Robb allait le détester, il allait avoir cette haine inconsolable pour Matthieu après le coup foiré qu'il venait de faire, en toute âme et conscience, sans même éprouver aucun regret. C'était un des traits obscurs du professeur, il était possessif à sa manière et voir ses conquêtes aller ailleurs le dérangeait fortement ; en soit, c'était une pensée assez paradoxale qu'il avait car il ne se voyait pas en couple avec elles, pas forcément, pas à un instant t, mais ils les voulaient pour lui, ils les voulaient rien qu'à lui. Égocentrique, narcissique, que cachait-il d'autre ? Pas grand chose, il fonctionnait comme cela, il avait été élevé dans cette bourgeoisie malsaine où possession, domination et pouvoir avaient été les mots-clefs, et bien qu'il détestait ce monde-ci, celui de sa naissance, il avait grandi en son sein, il portait et possédait les marques. Pour lui, Robb, le cher et tendre Robb, lui apparait, mais c'était juste pour ce soir, parce qu'il l'avait vu alors il le voulait pour lui, rien que pour lui, sans se poser de question et c'était pour ce soir, pas pour hier ni pour le lendemain, c'était pour ce soir. Les non, il ne les prenait pas. Parce qu'il savait et il avait la certitude qu'à la fin, Robb dira oui, quoiqu'il en coûte et même s'il fallait essuyer des barrières, Matthieu était prêt à se battre jusqu'au bout pour le décrocher, ce petit oui qui sortirait de la bouche de Robb.
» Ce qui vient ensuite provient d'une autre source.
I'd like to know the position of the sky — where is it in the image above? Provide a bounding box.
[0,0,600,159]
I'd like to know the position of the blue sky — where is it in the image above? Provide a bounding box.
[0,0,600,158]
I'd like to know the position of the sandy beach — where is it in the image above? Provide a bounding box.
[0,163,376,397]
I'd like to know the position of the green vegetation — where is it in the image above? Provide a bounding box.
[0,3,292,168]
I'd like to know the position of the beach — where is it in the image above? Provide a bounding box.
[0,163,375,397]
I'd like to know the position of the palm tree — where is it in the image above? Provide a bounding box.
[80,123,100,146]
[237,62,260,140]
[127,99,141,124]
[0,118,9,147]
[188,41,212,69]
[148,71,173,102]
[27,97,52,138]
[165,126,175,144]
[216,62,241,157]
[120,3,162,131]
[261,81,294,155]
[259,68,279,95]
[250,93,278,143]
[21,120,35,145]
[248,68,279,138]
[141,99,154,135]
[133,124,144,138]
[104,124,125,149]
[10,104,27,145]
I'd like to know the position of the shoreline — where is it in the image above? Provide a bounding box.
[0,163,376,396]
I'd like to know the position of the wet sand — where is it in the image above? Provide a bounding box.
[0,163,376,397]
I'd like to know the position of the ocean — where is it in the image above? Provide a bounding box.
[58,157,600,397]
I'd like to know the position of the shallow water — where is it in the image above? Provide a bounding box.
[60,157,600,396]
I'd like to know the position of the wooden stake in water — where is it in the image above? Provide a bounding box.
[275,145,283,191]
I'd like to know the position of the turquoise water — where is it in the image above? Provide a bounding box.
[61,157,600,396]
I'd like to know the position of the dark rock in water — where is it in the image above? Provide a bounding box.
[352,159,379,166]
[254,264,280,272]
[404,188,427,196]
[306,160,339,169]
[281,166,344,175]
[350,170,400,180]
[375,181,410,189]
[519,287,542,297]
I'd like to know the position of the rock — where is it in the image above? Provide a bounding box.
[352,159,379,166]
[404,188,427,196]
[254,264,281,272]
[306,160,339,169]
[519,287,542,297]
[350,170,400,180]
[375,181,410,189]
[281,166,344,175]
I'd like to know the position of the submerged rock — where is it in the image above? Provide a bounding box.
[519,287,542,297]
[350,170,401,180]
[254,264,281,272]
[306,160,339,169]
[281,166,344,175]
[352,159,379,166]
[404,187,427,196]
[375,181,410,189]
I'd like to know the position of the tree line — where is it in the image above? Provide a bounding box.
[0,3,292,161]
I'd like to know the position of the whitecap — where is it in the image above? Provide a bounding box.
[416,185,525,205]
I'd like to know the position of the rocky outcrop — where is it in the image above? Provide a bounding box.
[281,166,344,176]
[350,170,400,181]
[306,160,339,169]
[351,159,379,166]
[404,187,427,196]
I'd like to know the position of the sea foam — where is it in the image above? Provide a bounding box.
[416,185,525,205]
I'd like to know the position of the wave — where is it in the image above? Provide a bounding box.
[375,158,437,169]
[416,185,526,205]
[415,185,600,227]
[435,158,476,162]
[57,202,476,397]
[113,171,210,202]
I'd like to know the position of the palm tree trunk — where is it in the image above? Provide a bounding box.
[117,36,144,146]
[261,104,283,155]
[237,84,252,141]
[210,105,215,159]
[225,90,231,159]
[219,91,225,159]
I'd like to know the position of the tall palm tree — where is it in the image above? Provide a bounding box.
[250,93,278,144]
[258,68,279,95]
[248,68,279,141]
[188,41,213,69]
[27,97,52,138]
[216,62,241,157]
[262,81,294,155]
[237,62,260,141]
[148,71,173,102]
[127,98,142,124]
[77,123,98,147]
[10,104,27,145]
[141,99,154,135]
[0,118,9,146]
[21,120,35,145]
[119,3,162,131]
Avec un clin d'oeil cinglant, Matthieu dit au revoir à cette belle jeune fille qui partit, l'air abattue et colérique de s'être fait tromper de la sorte par un mec qui aurait voulu seulement de son corps pour cette soirée. La chasse était gardée. Devant ses yeux, il voyait Robb s'enflammer de colère à son égard, le fixant d'un regard assassin et il se demandait même s'il allait lui foutre un poing pour cet outrage. Ce n'est pas grave, le jeu en valait la chandelle et un peu de piment comme assaisonnement ne faisait jamais grand mal. « J'ai pas tout fait foirer, tu m'as moi. » Et cela valait tout l'or du monde, sans aucune prétention de la part du penseur. Le râleur fit sa scène le court de quelques instants et Matthieu, d'un sourire pervers, semblait satisfait du résultat. « J'ai tout ce que t'aimes. » répondit le professeur à l'égard du jeune homme dans une phrase bourrée de sous-entendus et sens équivoques, bien qu'il se référait en premier lieu à l'alcool et à la boisson, car comme l'avait évoqué Robert, c'était seulement cela qui l'importait. « Ouais, j'avoue que tu me fais de l'effet. Désolé que tu sois trop beau. » déclara le professeur, sans aucune fierté, prêt à avouer son désir pour le jeune homme, si cela pouvait assouvir et flatter son égo et la fierté. D'un mouvement de la tête, Matthieu invita Robb à sortir d'ici, la discothèque commençait à craindre et c'était devenu soudainement l'endroit où Matthieu voudrait être en dernier. C'était d'un commun accord qu'ils allaient chez lui et durant la traversée pour aller à sa voiture, Matthieu conservait ce grand sourire sur ses lèvres, signe d'une pré-victoire qui s'annonce plus qu'évidente. Ouvrant la portière à Robb, il tourna de l'autre côté de la voiture, montant à sa place de conducteur et allumant le moteur, prêt à partir d'ici. Il avait certes quelques verres dans son organisme mais ils n'étaient pas assez quantités pour brouiller ses sens. Il n'y avait que dix minutes de route pour aller jusqu'à chez lui et sur le chemin, le professer lâcha un : « Robb, si ça peut te rassurer, t'es pas gay, ni même bi. » Il savait que cette question était sensible pour le jeun homme qui n'assumait pas et ce qu'il venait de dire, il le pensait réellement, il n'était pas gay, ni même bi et coucher avec Robb ne prouvait rien. Il pensait même plus qu'il était Matthieusexuel mais il garda cette pensée pour lui.